Showing returns to the board
For Gartner’s Lovelock, the key lesson for CIOs eager to generate value from AI is to work with their peers and set desired outcomes before investing. “Most people start with the idea that more is more, and if you do that, you won’t get to the idea of quality,” he says.
That sentiment resonates with Segro’s Corbridge, who encourages digital leaders to start conversations with other professionals by focusing on value. Ask people how investing in an AI implementation will create value for them personally, for the wider business, and the customers the organization serves.
He says CIOs shouldn’t try to prove that AI works, but rather concentrate on how emerging tech adds value.

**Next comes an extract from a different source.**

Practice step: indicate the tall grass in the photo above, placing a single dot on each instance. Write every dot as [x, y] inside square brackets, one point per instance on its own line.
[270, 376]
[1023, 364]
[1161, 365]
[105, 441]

That definition is so critical to Segro’s way of working that the organization uses the phrase proof of value rather than proof of concept.
“Most things work, but they might be more expensive,” he says. “For example, you might be able to use AI to transform how the organization uses spreadsheets, but that project might cost you $300,000. And if you’re currently paying someone $40,000 to do that work, and they’re happy doing it, then you have to question the value.”
Lessons are being learned, says IDC’s Zborowska, whose firm’s research suggests that half of AI POCs now transition into production. While some people might think this success rate isn’t impressive, the quantity a year ago was 10%. After several years of AI exploration, it appears CIOs and their businesses are now firmly focused on real returns.
“These numbers speak to the fact that companies are being more mature and mindful in how they allocate budgets,” she says. “They also support the main theme that we’re on a journey to transformation and a maturing market for AI adoption.”